Tuesday, December 18, 2007


First California, now Ohio

California audited computer voting machines last summer, and gave all of the audited machines failing grades. The result of that was that California’s Secretary of State decertified all of them.

Now, Ohio has done a similar audit, with similar results:

All five voting systems used in Ohio, a state whose electoral votes narrowly swung two elections toward President Bush, have critical flaws that could undermine the integrity of the 2008 general election, a report commissioned by the state’s top elections official has found.

“It was worse than I anticipated,” the official, Secretary of State Jennifer Brunner, said of the report. “I had hoped that perhaps one system would test superior to the others.”

At polling stations, teams working on the study were able to pick locks to access memory cards and use hand-held devices to plug false vote counts into machines.

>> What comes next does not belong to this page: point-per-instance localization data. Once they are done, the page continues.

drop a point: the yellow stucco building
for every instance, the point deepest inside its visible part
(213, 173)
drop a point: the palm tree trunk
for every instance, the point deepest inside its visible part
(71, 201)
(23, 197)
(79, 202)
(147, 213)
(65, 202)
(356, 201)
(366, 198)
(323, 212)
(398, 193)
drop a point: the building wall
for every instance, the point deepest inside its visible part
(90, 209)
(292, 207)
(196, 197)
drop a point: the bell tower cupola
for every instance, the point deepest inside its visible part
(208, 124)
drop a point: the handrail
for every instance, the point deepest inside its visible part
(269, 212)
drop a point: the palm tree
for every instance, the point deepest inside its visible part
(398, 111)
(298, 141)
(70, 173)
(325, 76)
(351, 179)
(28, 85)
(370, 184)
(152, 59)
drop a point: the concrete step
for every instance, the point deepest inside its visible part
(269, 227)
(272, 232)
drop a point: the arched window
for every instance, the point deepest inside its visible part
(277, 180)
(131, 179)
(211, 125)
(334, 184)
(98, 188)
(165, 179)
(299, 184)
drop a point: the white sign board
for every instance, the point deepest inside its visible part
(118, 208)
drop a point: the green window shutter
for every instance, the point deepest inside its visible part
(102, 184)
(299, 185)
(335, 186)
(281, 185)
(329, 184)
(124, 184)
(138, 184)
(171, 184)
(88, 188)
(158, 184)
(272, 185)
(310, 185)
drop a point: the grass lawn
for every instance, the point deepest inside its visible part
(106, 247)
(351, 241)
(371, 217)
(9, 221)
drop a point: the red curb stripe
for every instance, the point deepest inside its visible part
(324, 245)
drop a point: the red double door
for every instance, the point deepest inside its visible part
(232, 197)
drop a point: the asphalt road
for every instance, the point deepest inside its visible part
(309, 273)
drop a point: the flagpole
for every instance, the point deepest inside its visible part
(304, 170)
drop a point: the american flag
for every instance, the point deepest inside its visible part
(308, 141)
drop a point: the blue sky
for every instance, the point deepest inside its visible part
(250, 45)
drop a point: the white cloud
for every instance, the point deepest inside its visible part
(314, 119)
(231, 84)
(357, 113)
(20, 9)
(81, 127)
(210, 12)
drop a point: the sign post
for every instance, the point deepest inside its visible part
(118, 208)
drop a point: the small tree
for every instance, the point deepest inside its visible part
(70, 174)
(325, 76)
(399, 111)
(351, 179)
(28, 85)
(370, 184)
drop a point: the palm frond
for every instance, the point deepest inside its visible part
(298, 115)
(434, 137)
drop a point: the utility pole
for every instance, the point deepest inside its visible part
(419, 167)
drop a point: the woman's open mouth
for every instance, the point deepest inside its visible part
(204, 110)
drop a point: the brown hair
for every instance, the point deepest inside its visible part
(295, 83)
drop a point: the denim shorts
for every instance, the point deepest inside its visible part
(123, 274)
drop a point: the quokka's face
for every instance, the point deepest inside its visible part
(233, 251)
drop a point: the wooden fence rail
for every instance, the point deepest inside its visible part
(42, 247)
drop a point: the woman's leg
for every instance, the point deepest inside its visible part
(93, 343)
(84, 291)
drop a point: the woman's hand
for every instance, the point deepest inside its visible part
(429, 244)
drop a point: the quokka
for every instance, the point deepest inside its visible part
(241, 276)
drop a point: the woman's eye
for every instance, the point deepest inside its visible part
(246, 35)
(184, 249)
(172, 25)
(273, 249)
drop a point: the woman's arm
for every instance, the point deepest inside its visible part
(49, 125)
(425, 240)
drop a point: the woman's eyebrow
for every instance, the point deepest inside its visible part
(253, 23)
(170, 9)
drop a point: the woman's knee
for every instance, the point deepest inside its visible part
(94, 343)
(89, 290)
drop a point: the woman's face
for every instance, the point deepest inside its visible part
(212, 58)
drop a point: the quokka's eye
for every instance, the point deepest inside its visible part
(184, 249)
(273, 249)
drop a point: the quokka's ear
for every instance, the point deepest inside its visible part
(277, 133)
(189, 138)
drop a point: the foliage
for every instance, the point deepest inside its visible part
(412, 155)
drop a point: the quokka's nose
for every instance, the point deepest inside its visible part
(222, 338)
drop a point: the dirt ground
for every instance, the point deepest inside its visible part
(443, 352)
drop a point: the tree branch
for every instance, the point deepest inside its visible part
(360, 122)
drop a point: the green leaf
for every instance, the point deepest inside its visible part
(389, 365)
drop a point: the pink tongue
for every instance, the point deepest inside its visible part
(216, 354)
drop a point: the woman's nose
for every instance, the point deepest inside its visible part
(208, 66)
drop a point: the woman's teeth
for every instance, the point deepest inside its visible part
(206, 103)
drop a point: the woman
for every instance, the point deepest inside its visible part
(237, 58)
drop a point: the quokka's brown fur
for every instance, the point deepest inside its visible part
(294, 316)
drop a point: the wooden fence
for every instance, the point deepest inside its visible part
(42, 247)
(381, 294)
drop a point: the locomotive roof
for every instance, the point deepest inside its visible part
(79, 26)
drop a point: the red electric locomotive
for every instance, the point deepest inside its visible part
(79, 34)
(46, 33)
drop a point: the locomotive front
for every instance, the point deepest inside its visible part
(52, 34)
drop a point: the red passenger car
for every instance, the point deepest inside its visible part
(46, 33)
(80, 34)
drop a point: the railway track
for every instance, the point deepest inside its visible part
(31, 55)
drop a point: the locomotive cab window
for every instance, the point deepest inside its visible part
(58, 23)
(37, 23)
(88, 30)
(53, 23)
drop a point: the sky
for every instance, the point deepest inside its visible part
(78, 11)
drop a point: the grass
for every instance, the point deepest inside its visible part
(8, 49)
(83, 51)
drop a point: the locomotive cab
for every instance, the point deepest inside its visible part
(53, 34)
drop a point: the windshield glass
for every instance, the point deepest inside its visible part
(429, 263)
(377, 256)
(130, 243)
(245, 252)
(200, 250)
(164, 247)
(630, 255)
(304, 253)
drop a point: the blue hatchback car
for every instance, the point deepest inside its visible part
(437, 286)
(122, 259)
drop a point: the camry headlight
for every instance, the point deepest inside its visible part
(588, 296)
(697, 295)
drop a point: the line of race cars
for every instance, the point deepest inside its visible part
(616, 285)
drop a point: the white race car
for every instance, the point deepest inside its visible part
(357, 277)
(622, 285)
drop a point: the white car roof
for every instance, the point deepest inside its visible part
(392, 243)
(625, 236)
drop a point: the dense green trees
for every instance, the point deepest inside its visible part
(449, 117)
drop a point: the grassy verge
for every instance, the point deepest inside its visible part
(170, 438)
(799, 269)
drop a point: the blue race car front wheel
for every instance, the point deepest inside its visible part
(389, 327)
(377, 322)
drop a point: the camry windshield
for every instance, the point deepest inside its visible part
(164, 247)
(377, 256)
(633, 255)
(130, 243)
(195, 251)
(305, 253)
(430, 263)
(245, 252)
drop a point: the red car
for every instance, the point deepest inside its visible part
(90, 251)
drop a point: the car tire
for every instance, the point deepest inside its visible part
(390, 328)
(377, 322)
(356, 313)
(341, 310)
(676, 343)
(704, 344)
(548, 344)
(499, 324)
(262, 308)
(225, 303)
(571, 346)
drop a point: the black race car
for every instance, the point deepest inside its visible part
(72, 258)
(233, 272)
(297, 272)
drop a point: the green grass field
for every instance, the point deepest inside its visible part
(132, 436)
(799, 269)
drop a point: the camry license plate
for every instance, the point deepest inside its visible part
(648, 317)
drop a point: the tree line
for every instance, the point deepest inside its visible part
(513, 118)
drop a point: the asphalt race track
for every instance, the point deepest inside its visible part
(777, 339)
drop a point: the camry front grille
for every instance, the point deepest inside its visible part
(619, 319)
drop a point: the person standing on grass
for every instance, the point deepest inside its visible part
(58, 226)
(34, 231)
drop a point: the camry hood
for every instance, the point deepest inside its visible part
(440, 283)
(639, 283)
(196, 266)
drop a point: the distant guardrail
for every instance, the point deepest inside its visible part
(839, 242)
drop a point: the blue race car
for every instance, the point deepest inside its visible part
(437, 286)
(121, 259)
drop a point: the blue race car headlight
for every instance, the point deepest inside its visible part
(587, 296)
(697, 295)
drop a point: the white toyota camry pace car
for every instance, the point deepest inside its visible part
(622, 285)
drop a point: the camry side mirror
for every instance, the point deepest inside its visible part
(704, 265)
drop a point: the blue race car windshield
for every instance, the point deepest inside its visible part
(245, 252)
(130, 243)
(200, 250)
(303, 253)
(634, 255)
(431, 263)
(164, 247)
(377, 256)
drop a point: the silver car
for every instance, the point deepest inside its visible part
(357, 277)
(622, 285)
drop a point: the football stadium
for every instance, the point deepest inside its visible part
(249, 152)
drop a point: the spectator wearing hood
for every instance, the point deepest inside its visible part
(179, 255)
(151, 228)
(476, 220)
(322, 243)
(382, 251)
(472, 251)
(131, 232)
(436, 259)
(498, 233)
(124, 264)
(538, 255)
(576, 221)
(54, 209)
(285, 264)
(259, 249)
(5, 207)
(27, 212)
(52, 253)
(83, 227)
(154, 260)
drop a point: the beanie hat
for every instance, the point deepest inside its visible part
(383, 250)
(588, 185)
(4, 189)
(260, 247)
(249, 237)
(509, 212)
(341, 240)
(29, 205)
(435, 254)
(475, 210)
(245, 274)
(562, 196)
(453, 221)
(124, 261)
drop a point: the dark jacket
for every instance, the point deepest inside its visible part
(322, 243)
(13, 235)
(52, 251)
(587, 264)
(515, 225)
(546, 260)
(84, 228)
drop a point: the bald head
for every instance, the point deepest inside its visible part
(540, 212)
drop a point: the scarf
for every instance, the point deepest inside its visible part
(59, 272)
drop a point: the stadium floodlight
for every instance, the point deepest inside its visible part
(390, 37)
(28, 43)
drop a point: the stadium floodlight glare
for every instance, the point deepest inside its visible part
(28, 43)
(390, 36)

At boards of election, they were able to introduce malignant software into servers.

Ms. Brunner proposed replacing all of the state’s voting machines, including the touch-screen ones used in more than 50 of Ohio’s 88 counties. She wants all counties to use optical scan machines that read and electronically record paper ballots that are filled in manually by voters.

We should name names, here:

The study released Friday found that voting machines and central servers made by Elections Systems and Software; Premier Election Solutions, formerly Diebold; and Hart InterCivic; were easily corrupted.

The companies, of course, say that the audits don’t matter, and they stand by their machines. That’s no surprise. In their own defense, they often say things like this:

“It is important to note,” he said, “that there has not been a single documented case of a successful attack against an electronic voting system, in Ohio or anywhere in the United States.”
In other words, no one’s been caught, so it’s OK.

Because that’s a key point here: one of the flaws is that corruption of the machines is, in many cases, hard to detect. We might have a nice, friendly community somewhere, where we could just put a box in the middle of the town green and set up the voting on the honour system... but no one would think that a wise thing. And in a real sense, that’s what we’re doing with these machines.

The solution, though, is not to have the companies go off and re-design their machines as they’ve designed them in the past — we’d just have to do another audit, at more expense, and I have no doubt that we’d find more problems. We can’t keep iterating this process.

The solution is to put it into an open design process, where security experts — the sorts of people who are auditing the machines now — participate in the design, and oversee things. And have the whole process audited at every stage.


Maggie said...

Thanks for posting that, Barry. Paperless systems scare the crap out of me. The advantage, when they work, is that they are accessible to disabled people.

Paul said...

I've said it before, and I'll say it again. The problem you have is the size and complexity of your ballot. If the only thing on your ballot was which candidate to vote for for president, computerized voting machines would not be necessary, and you would get a higher voter turnout. The election of the most powerful man in the entire world is too important to be jeopardized by the need to elect a dog catcher in Aurora, Illinois, or decide on library funding in Waldport, Oregon. Those issues should be decided in other state and municipal elections at different times.

scouter573 said...

I think they company representative is right. No one's been caught, so there can't have been any security breaks. There was nothing wrong at Enron, either, until someone started that audit thing. It was a bad move to look - things were going so well. Kind of like Schroedinger's cat, yes? It's not a problem as long you're not looking. The cat is still alive until you open the box. Is that what they mean when they talk about security by obscurity?

Sarcasm aside, developing new electronic solutions seem bound for disaster, even using an open process. It's hard to get software right, much less reliable and secure. My current favorite solution is a paper-based mechanism using a simple format. Something odd? Just count them again. In WA, we vote by mail (officially an absentee ballot), and we receive a fill-in-the-circle ballot printed on stiff paper (not quite a manila folder, but more than just bond). Works for me, although I do wonder about the safety of clearly marked envelopes in the mail.